When we all start walking around wearing those smart glasses, we won’t even need to look at phones. Reminders will be all around us. More importantly, they will be out in the world itself, tied to the physical people, places and things that they refer to.

You won’t need to worry anymore about remembering the name of that nice waiter in the restaurant, or how many minutes until the next bus arrives, or how much money you can safely spend on your credit card. Convenient reminders will be right there for you.

There is a possibility that this will all result in people being less self-sufficient. If you get a reminder for everything, then you might forget how to remember things on your own.

So we might all end up heading toward a memory dystopia, and we won’t even know it. Unless, of course, a reminder pops up to tell us.

Computers dreaming

One difference between our human minds and A.I. based on Large Data Models (like ChatGPT and MidJourney) is that we possess motivation. We do things because we want to. They don’t.

LDM-based A.I. is really just a process of high grade mimicry. Lots of data gets crunched, a question is asked, and then an algorithm just blindly follows the most likely path from the question to some imitation of the data. There is no actual will or purpose involved in the process.

In a sense, it’s a though the computer is dreaming. The computer is processing lots of material and producing hallucinations in response to that processing. Which is what we do when we dream.

The difference is that at some point we wake up, and then we regain a sense of purpose. The computer never wakes up, because it cannot.

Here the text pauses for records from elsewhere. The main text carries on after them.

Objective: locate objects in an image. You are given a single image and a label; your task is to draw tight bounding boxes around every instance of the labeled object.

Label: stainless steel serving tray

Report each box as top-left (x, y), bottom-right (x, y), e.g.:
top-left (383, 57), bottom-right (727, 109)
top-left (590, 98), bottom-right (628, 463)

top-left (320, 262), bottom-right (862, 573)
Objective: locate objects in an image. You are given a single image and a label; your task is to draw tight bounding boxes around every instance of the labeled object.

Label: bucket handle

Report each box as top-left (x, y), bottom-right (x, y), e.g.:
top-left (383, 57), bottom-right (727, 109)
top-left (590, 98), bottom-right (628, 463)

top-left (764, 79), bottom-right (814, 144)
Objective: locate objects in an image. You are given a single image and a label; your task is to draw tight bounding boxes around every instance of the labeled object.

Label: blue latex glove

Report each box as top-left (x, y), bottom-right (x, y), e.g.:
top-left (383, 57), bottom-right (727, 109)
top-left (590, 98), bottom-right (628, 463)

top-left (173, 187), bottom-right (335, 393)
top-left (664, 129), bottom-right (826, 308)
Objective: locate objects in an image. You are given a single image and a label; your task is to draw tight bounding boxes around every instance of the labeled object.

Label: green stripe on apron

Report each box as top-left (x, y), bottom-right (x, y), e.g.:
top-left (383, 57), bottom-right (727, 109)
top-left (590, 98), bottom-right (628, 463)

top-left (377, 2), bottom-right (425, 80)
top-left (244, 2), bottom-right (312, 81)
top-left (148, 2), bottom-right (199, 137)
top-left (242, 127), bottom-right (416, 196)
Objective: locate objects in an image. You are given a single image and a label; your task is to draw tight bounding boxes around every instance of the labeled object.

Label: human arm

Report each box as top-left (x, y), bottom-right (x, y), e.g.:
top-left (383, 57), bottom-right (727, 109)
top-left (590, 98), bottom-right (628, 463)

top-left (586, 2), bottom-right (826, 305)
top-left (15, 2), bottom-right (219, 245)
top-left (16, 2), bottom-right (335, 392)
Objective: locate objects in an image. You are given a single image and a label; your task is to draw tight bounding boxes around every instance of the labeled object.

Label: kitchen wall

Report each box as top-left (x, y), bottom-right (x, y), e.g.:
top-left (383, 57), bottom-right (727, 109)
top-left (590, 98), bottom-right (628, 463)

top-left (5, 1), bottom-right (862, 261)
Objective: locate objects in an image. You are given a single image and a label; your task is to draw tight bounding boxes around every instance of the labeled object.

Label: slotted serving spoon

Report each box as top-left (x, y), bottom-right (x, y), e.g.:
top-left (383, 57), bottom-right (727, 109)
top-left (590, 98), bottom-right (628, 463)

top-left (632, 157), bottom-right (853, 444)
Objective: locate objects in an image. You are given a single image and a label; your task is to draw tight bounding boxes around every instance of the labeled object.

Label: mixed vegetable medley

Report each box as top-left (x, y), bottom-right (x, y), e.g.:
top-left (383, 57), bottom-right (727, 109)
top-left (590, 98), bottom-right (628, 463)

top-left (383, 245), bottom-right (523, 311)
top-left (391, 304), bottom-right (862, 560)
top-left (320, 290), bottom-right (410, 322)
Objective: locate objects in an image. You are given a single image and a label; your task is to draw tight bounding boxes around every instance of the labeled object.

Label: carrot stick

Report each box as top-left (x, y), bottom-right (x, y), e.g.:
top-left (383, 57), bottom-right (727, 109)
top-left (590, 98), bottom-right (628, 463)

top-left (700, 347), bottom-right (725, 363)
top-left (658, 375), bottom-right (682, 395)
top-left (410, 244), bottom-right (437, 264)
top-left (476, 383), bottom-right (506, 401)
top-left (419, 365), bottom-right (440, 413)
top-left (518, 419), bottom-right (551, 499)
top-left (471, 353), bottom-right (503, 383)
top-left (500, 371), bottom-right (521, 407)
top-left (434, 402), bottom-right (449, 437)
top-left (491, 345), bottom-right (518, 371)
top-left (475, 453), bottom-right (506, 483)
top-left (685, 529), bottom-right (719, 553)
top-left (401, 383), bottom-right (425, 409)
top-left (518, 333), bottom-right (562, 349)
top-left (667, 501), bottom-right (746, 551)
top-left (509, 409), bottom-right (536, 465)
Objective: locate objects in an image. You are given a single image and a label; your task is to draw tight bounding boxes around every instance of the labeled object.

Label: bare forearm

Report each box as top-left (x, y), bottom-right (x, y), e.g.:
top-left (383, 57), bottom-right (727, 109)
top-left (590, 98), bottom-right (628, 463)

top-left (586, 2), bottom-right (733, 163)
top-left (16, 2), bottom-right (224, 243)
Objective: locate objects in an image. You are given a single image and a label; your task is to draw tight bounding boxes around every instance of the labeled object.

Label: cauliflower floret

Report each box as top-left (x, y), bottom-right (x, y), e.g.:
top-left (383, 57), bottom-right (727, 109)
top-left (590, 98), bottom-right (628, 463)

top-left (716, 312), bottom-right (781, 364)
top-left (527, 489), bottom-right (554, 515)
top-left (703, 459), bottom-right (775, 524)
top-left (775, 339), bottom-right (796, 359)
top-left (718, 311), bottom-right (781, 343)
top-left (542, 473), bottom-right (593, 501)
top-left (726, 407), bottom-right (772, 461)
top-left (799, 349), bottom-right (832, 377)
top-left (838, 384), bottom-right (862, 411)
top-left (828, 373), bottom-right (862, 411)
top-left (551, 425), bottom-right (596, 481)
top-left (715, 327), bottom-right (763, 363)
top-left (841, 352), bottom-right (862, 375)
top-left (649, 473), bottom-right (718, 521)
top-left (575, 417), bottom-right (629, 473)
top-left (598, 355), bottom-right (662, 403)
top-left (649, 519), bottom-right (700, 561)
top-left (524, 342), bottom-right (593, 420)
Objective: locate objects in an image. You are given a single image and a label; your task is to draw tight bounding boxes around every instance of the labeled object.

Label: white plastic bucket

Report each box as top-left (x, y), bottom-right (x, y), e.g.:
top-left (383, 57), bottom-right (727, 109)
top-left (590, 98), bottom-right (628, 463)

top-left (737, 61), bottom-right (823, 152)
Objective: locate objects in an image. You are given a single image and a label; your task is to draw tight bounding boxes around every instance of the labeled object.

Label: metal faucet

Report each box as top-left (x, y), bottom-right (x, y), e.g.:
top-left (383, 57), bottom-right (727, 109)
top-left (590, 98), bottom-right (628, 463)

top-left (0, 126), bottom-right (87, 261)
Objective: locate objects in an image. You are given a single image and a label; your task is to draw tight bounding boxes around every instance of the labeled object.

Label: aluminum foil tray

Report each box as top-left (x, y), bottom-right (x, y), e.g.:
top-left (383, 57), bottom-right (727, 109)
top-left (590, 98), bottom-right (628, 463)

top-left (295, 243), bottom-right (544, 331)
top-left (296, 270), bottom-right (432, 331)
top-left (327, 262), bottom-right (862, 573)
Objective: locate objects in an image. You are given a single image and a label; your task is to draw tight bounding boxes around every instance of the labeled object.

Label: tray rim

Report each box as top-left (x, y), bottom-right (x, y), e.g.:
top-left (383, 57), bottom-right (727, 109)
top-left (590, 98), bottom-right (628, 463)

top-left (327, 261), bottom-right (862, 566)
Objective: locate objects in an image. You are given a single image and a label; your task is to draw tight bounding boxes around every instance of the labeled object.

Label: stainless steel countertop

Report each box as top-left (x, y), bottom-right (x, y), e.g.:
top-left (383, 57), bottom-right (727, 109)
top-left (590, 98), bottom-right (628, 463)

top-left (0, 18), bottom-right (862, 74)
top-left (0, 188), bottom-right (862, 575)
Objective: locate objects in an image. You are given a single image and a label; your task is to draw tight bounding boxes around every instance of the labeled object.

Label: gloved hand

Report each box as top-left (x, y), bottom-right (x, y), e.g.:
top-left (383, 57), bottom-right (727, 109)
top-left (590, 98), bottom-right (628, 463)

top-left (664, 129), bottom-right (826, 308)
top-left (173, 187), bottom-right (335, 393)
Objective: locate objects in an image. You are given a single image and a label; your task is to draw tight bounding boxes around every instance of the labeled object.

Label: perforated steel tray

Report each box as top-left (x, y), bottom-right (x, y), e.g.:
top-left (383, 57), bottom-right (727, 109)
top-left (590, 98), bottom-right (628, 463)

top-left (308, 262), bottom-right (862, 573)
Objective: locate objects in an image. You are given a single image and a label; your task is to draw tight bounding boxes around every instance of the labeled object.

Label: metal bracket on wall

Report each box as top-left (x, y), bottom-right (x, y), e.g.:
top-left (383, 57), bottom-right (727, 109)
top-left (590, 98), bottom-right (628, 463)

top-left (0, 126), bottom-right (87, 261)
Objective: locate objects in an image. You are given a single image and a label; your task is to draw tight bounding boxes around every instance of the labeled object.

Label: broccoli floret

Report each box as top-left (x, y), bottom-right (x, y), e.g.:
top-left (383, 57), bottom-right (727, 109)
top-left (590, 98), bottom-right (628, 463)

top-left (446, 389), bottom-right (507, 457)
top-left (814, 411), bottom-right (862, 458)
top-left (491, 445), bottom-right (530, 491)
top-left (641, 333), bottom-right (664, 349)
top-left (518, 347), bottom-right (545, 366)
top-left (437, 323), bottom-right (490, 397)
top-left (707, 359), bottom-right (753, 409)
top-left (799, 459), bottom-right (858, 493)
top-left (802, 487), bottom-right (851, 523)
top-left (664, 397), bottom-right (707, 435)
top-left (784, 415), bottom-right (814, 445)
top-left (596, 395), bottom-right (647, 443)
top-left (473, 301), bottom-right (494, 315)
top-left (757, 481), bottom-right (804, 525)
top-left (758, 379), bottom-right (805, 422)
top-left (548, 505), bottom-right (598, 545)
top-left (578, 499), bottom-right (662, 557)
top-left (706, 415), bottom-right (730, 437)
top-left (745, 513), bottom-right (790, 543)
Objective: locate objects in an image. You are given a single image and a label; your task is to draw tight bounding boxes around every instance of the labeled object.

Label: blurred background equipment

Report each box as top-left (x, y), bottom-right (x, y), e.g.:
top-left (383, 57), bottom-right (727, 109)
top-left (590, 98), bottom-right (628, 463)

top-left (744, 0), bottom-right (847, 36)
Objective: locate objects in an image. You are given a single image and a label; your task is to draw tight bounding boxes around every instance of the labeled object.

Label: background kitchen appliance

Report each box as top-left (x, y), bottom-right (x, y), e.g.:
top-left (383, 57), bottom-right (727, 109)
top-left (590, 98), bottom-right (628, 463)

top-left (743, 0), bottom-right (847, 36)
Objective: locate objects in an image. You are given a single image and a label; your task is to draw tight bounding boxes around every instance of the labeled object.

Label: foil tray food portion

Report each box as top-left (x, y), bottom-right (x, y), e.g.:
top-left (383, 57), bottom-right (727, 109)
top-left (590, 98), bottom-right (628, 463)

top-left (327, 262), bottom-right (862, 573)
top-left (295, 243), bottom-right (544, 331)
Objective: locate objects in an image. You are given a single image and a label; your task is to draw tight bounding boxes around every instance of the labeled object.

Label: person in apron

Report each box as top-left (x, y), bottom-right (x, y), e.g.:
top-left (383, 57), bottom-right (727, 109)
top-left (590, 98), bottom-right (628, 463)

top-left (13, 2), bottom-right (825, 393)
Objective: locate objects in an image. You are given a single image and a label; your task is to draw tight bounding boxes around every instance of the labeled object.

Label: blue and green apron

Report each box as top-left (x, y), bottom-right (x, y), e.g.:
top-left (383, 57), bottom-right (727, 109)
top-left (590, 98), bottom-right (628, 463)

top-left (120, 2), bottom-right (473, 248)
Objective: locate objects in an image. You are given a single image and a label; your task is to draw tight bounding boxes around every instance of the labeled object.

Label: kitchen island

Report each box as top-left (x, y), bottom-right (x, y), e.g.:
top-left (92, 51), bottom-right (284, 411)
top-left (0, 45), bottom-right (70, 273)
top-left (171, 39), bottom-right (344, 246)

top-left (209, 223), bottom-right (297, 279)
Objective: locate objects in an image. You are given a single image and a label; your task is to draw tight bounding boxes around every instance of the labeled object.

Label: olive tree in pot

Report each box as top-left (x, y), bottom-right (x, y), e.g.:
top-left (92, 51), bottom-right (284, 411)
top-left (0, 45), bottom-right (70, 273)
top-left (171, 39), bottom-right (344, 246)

Perhaps one day, probably many years from now, a computer will gain the capacity to wake up. And then I suspect we might all be in trouble.

But that would require a completely different approach to A.I. For now, we can just let them dream.

On hold

I remember many years ago looking at my landline telephone and thinking “I know there’s a computer in there. Why can’t I access it?”

Now in this modern age when we all have smartphones, you can indeed program your phone in all sorts of ways. We look back now on the way these things used to work, and we wonder why anybody ever put up with it.

Last night I called a restaurant from my smartphone and they put me on hold. I waited for 10 minutes while I was forced to listen to their stupid on-hold music. And I thought to myself, “Why do I have to listen to their music? Why can’t I program this thing so that I can listen to my music instead?”

I wonder whether in the future that will become possible. Maybe one day we will look back on the way these things work today, and we will wonder why anybody ever put up with it.